IAN BAILEY’S solicitor Frank Buttimer has questioned the motives of the French authorities in issuing a European Arrest Warrant for his client and queried whether they had been given a full file on the murder of Sophie Toscan du Plantier by the Garda.
Mr Buttimer said yesterday that neither Mr Bailey nor he had had any contact or communication from French magistrate Judge Patrick Gachon, and he queried the specific purpose for which the French authorities were seeking to extradite his client to France.
If the French authorities were seeking to extradite Mr Bailey to charge him with murder, it would not happen as he could not be charged with an offence in France when the Director of Public Prosecutions here had already decided not to prosecute him for such an offence, he said.
“I’m not an expert in French law and I don’t know who these investigating magistrates are or what their status is, but I certainly believe there is one of two situations going on here,” Mr Buttimer told the Neil Prendeville Show on Cork’s 96FM yesterday morning.
Mr Buttimer said the first was that the French magistrates had “been given selective information by the Irish police” as they had “a very limited understanding of what this case is truly about from the Bailey perspective”.
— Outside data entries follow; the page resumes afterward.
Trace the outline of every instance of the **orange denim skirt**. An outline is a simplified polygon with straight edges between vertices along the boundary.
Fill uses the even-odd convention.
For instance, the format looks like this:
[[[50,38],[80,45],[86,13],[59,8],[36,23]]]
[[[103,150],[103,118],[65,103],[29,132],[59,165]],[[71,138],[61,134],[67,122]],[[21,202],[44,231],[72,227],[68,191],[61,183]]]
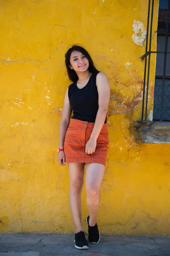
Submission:
[[[85,154],[85,145],[90,139],[94,123],[71,119],[64,143],[66,163],[95,163],[106,164],[109,141],[108,125],[104,124],[97,139],[95,151]]]

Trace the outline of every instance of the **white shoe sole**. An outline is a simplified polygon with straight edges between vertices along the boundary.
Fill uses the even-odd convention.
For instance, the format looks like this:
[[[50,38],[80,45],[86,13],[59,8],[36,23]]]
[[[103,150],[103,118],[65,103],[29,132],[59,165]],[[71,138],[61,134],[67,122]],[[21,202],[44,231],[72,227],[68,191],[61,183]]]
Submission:
[[[88,246],[87,246],[87,245],[84,245],[83,247],[79,247],[78,246],[76,245],[76,244],[75,244],[74,246],[77,249],[79,249],[79,250],[88,250],[89,249]]]
[[[86,218],[86,223],[88,224],[88,217]],[[96,242],[93,242],[93,243],[91,243],[90,241],[89,241],[89,240],[88,240],[88,241],[90,244],[99,244],[99,242],[100,241],[100,234],[99,233],[99,240],[96,243]]]

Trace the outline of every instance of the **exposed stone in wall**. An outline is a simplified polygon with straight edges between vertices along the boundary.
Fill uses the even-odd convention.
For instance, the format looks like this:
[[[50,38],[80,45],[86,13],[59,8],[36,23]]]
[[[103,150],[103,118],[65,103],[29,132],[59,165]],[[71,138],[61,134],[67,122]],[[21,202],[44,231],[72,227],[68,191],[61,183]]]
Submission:
[[[143,23],[135,20],[132,26],[134,32],[132,36],[133,41],[137,45],[143,46],[147,32]]]

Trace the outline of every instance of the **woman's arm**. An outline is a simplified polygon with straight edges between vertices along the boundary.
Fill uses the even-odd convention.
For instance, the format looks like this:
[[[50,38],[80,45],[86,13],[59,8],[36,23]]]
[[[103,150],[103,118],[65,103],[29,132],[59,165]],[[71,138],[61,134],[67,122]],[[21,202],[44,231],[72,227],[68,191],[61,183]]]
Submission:
[[[92,154],[95,151],[97,139],[105,122],[110,100],[110,88],[105,73],[99,73],[96,82],[99,94],[99,109],[90,138],[86,145],[85,153],[88,154]]]
[[[67,88],[64,99],[63,110],[59,128],[59,148],[64,148],[64,142],[65,134],[69,125],[72,110],[70,107],[68,96],[68,87]],[[58,161],[60,165],[65,165],[65,155],[63,151],[58,153]]]

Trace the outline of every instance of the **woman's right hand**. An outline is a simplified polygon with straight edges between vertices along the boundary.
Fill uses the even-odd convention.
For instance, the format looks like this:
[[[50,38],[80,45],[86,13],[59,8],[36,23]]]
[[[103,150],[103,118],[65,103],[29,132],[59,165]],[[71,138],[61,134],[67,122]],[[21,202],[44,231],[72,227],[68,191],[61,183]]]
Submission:
[[[64,151],[60,151],[58,153],[57,160],[59,164],[65,166],[65,157]]]

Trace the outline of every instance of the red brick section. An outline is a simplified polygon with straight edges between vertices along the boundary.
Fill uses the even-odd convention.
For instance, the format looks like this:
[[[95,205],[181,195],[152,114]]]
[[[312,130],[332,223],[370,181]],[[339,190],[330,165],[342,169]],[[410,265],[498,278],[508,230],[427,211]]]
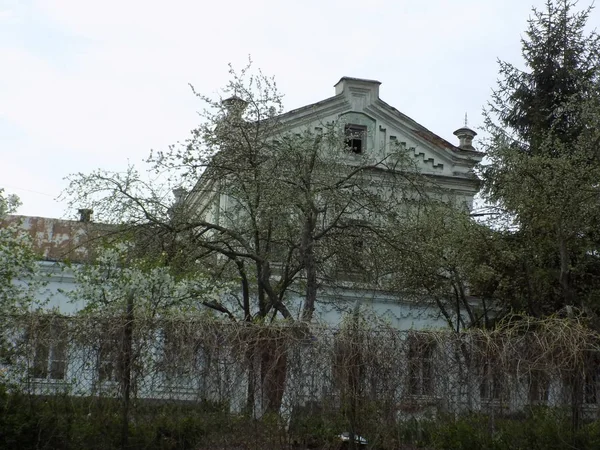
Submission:
[[[8,216],[0,227],[18,224],[31,236],[40,258],[49,261],[83,262],[92,258],[94,243],[106,235],[106,225],[47,217]]]

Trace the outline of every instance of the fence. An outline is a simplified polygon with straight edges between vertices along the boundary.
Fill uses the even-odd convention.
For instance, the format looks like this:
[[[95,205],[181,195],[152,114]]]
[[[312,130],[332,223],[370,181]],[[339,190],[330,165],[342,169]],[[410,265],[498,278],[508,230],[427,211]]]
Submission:
[[[474,414],[490,436],[534,412],[575,436],[600,414],[600,339],[577,319],[465,333],[359,317],[338,328],[127,315],[10,323],[4,414],[32,427],[30,448],[281,448],[342,431],[397,448]]]

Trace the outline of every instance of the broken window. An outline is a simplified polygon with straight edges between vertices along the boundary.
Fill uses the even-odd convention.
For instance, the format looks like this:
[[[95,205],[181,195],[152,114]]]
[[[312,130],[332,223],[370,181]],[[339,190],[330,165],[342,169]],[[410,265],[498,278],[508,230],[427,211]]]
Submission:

The second possibility was that it was “the last throw of their particular dice” as they must know that there was no chance of extraditing someone from Ireland “against all the principles of Irish law” to stand trial in France and “they are just doing it for optical purposes”.
Mr Buttimer said that given that he believed the European Arrest Warrant had no chance of succeeding in the Irish courts, it was “a nonsense” to proceed with it and was only likely to add further to the grief and upset of Ms Toscan du Plantier’s family.
“If it’s intended to be a removal of somebody from Ireland to face a murder charge in France, it’s a nonsense and do you know who the victim is? – the unfortunate family of the lady who has been killed because their expectations are being raised by some nonsensical legal manoeuvre.”
Asked how Mr Bailey felt about the issuing by the French of the European warrant, Mr Buttimer replied that Mr Bailey was “a bit agitated . . . He would be perturbed that this thing in his life is back again and it’s very difficult to shake it off.”
Alain Spilliaert, solicitor for Ms Toscan du Plantier’s parents Georges and Marguerite Bouniol, told The Irish Times it might be of benefit to Mr Bailey to come to France to be charged as it would give him access to the Garda file.
“I understand that Mr Bailey is seeking access to the police file for his case against the Irish police – sometimes in France, in cases, for example of white-collar crime, people ask a magistrate to charge them as it means they get immediate access to the full police file.
“If Mr Bailey has nothing to hide and is completely innocent as he has always said, then it should not be difficult for him to come to France and explain everything to the magistrate and at the same time get access to the file,” said Mr Spilliaert.
Asked about Mr Buttimer’s suggestion that gardaí might have sent selective information to France, a Garda spokesman said both the full murder file and the Garda review on the original investigation had been sent through the appropriate channels to the French authorities.